0

I'm attempting to integrate with a third party that is posting messages on an Amazon SQS queue. I need my GAE backend to receive these messages.

Essentially, I want the following script to launch and always be running

import boto3
sqs_client = boto3.client('sqs', 
    aws_access_key_id=KEY, 
    aws_secret_access_key=SECRET, 
    region_name=REGION)
while True:
    sqs_client.receive_message(QueueUrl=QUEUE_URL, WaitTimeSeconds=60)
    for message in msgs_response.get('Messages', []):
        deferred.defer(process_and_delete_message, message)

My main appengine web app is on Automatic Scaling (with the 60-second &10-minute task timeouts), but I'm thinking of setting up a micro-service set to either Manual Scaling or Basic Scaling because:

Requests can run indefinitely. A manually-scaled instance can choose to handle /_ah/start and execute a program or script for many hours without returning an HTTP response code. Task queue tasks can run up to 24 hours.

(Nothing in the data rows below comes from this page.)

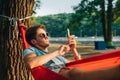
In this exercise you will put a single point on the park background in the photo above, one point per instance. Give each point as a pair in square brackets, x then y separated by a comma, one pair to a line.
[91, 21]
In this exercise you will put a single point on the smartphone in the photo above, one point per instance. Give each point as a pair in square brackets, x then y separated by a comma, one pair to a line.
[68, 32]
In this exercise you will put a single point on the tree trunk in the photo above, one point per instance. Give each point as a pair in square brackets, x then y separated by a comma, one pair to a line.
[104, 20]
[12, 66]
[109, 19]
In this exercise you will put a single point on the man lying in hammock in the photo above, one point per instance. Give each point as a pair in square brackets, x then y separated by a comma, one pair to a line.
[39, 54]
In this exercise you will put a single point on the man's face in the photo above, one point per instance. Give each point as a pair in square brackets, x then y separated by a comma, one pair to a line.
[42, 38]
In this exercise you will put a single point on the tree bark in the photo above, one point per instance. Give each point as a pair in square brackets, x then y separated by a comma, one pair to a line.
[104, 20]
[109, 22]
[12, 66]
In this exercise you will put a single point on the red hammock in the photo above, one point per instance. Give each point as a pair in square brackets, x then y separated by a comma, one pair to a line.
[105, 60]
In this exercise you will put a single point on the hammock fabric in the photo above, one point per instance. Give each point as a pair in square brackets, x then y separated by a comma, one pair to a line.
[104, 60]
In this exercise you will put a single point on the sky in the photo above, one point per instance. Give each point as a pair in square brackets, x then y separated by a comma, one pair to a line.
[49, 7]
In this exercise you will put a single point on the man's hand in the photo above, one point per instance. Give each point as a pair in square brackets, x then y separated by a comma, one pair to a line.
[72, 42]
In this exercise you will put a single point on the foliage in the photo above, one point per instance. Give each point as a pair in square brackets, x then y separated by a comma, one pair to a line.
[55, 24]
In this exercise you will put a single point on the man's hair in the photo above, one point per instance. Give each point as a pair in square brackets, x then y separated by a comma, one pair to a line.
[31, 33]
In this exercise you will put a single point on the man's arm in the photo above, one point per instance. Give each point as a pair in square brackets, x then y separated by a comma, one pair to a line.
[72, 43]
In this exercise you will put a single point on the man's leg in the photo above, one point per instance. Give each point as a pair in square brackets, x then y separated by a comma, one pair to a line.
[101, 74]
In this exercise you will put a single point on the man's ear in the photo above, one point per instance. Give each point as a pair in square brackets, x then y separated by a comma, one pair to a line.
[33, 41]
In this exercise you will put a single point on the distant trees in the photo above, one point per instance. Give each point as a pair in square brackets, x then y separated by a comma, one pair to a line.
[12, 65]
[95, 11]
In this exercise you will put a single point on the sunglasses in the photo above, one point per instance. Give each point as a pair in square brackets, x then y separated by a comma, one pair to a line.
[43, 35]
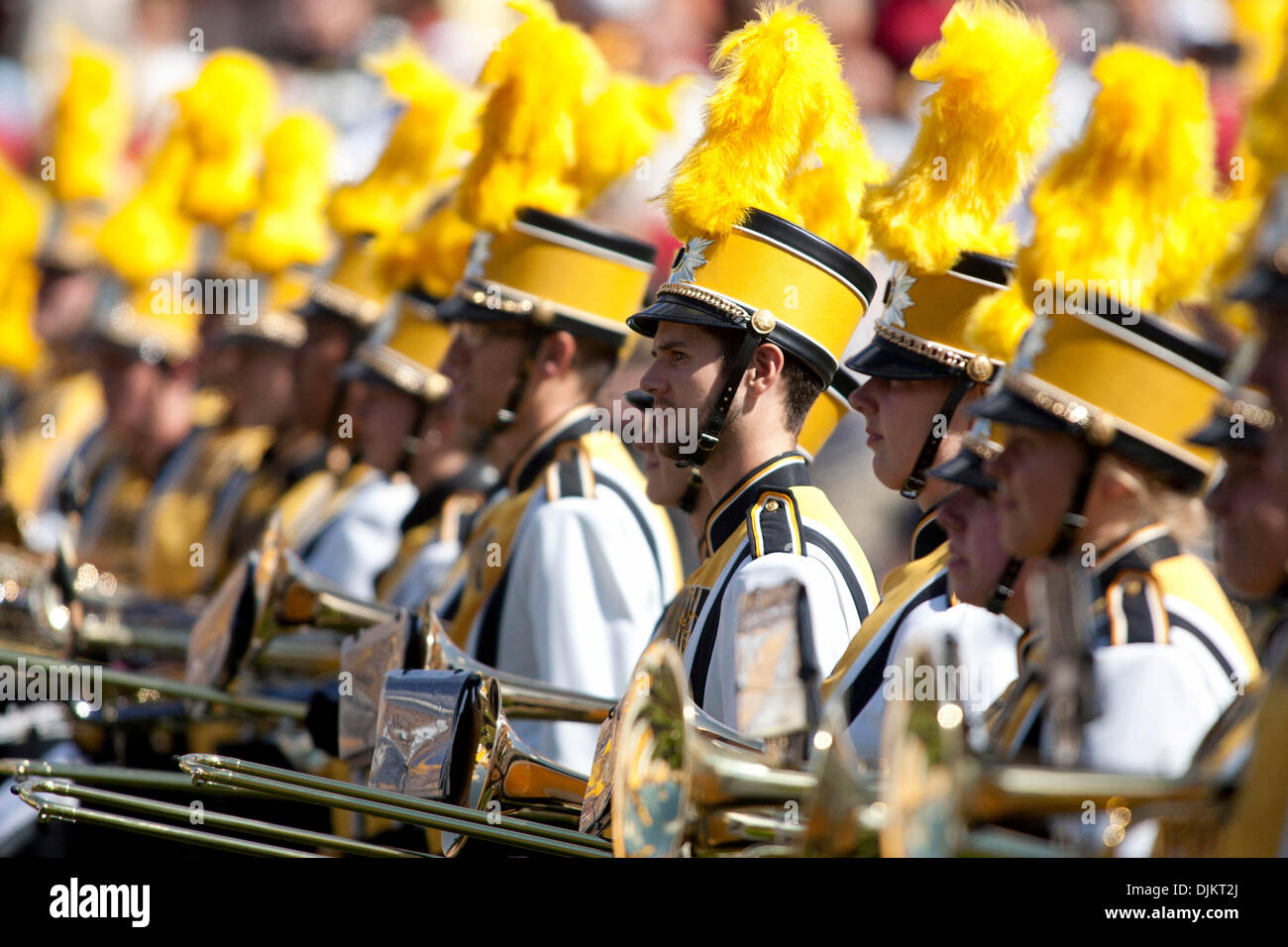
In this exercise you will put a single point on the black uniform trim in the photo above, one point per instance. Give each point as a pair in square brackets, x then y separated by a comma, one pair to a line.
[707, 633]
[733, 506]
[541, 458]
[868, 682]
[1206, 642]
[778, 523]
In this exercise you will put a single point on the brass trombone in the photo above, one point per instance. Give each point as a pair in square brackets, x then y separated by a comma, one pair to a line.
[34, 791]
[673, 775]
[211, 770]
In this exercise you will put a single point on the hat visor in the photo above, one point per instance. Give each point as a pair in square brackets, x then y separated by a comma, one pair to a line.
[1219, 434]
[966, 470]
[1262, 285]
[1006, 407]
[357, 371]
[883, 359]
[674, 311]
[458, 308]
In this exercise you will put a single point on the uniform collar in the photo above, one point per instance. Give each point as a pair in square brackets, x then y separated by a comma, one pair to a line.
[787, 470]
[927, 535]
[1136, 552]
[477, 476]
[539, 455]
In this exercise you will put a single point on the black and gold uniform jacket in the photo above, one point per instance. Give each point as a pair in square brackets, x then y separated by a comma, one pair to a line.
[771, 528]
[433, 532]
[168, 536]
[855, 681]
[565, 574]
[1168, 656]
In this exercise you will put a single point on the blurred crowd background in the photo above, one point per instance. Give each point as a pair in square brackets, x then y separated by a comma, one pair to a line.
[316, 48]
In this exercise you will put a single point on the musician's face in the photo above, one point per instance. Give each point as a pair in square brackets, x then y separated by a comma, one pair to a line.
[977, 557]
[900, 416]
[1037, 475]
[1250, 526]
[686, 376]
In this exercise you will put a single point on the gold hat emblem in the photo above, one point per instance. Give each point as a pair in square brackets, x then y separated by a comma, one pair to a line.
[763, 321]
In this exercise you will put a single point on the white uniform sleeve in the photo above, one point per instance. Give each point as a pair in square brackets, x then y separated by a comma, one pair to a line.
[428, 569]
[581, 600]
[827, 621]
[866, 727]
[1157, 702]
[987, 660]
[364, 539]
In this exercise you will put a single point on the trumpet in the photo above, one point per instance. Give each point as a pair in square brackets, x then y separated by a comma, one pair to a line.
[472, 758]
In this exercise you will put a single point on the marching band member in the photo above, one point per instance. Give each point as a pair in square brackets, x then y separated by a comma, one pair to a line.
[1094, 466]
[568, 566]
[445, 467]
[1249, 508]
[277, 249]
[988, 608]
[1249, 513]
[748, 363]
[939, 221]
[349, 519]
[64, 401]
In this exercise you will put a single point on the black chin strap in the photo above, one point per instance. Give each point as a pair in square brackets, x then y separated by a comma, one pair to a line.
[1076, 517]
[915, 480]
[506, 415]
[713, 423]
[1005, 589]
[412, 444]
[692, 491]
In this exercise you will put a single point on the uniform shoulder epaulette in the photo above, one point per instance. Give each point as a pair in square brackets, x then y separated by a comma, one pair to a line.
[774, 525]
[570, 474]
[1133, 611]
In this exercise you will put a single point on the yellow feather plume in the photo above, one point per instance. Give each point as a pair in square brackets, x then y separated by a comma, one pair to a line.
[428, 137]
[781, 103]
[226, 115]
[528, 150]
[21, 215]
[1132, 200]
[618, 129]
[1134, 197]
[91, 121]
[288, 226]
[825, 198]
[980, 133]
[442, 248]
[150, 235]
[997, 321]
[1267, 119]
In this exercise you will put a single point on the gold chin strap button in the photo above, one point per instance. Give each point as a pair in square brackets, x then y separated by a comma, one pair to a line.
[1100, 431]
[763, 321]
[979, 368]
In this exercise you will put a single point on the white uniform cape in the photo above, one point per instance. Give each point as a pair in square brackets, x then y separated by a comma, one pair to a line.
[565, 574]
[360, 541]
[857, 681]
[771, 528]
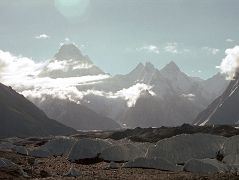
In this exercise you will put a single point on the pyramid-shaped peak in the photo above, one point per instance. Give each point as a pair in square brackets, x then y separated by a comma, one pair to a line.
[69, 51]
[149, 66]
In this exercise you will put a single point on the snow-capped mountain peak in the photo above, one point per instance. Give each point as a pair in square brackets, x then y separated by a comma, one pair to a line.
[71, 52]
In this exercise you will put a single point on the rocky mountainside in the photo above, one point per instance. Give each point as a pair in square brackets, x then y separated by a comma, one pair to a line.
[224, 110]
[174, 98]
[178, 100]
[75, 115]
[69, 62]
[21, 118]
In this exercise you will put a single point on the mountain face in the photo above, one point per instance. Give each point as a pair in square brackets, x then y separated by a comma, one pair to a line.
[173, 97]
[69, 62]
[224, 110]
[75, 115]
[175, 102]
[178, 98]
[20, 118]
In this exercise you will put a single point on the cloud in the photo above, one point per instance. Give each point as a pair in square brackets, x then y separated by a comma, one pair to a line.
[65, 65]
[149, 48]
[22, 74]
[230, 64]
[132, 93]
[17, 67]
[172, 48]
[212, 51]
[229, 40]
[42, 36]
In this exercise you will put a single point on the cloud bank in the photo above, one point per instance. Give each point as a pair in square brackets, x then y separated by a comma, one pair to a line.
[230, 64]
[149, 48]
[22, 74]
[42, 36]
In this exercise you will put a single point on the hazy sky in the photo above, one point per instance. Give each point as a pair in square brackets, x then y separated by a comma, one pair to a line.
[118, 34]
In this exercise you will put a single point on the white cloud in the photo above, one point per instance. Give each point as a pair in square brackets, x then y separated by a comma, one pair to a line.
[149, 48]
[172, 48]
[13, 67]
[42, 36]
[132, 93]
[22, 74]
[229, 40]
[212, 51]
[230, 64]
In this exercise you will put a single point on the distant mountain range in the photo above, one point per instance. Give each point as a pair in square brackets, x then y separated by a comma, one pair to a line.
[224, 110]
[145, 97]
[21, 118]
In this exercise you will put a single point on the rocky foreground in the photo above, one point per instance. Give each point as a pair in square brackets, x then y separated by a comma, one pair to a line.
[96, 156]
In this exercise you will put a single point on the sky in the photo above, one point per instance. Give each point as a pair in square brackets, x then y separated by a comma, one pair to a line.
[118, 34]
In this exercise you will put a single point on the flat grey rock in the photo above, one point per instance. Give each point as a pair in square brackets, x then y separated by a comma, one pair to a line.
[182, 148]
[113, 165]
[6, 146]
[72, 173]
[87, 149]
[122, 153]
[60, 146]
[21, 150]
[205, 166]
[232, 159]
[155, 163]
[40, 153]
[5, 163]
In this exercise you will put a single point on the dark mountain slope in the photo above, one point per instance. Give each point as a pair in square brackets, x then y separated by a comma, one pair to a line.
[20, 117]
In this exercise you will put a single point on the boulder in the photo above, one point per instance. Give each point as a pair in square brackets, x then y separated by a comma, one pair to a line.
[155, 163]
[87, 149]
[122, 153]
[21, 150]
[205, 166]
[181, 148]
[40, 153]
[5, 163]
[232, 159]
[72, 173]
[6, 146]
[113, 165]
[60, 146]
[231, 146]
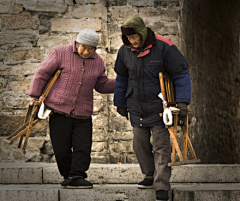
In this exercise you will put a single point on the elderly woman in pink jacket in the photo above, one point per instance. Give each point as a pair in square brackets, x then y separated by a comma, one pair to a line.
[71, 100]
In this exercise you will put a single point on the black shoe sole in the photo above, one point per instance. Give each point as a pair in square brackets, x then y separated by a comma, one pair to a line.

https://cloud.google.com/appengine/docs/standard/python/an-overview-of-app-engine

Apparently both Manual & Basic Scaling also allow "Background Threads", but I am having a hard-time finding documentation for it and I'm thinking this may be a relic from the days before they deprecated Backends in favor of Modules (although I did find this https://cloud.google.com/appengine/docs/standard/python/refdocs/modules/google/appengine/api/background_thread/background_thread#BackgroundThread).

Is Manual or Basic Scaling suited for this? If so, what should I use to listen on sqs_client.receive_message()? One thing I'm concerned about is this task/background thread dieing and not relaunching itself.

Alex
  • 5,141
  • 12
  • 26

2 Answers2

0

This maybe a possible solution:

Try to use a Google Compute Engine micro instance to run that script continuously and send a REST call to your app engine app. Easy Python Example For Compute Engine

OR:

I have used modules that run instance type B2/B1 for long running jobs; and I have never had any trouble; but those jobs do start and stop. I use the basic scaling: with max_instances set to 1. The jobs I have run take around 6 hours to complete.

bscott
  • 532
  • 4
  • 15
0

I ended up creating a manual scaling app engine standard micro-service for this. This micro-service has handeler for /_ah/start never returns and runs indefinitely (many days at a time) and when it does get stopped, then app engine restarts it immediately.

Requests can run indefinitely. A manually-scaled instance can choose to handle /_ah/start and execute a program or script for many hours without returning an HTTP response code. Task queue tasks can run up to 24 hours.

https://cloud.google.com/appengine/docs/standard/python/an-overview-of-app-engine

My /_ah/start handler listens to the SQS queue, and creates Push Queue tasks that my default service is set up to listen for.

I was looking into the Compute Engine route as well as the App Engine Flex route (which is essentially Compute Engine managed by app engine), but there were other complexities like not getting access to ndb and the taskqueue sdk and I didn't have time to dive into that.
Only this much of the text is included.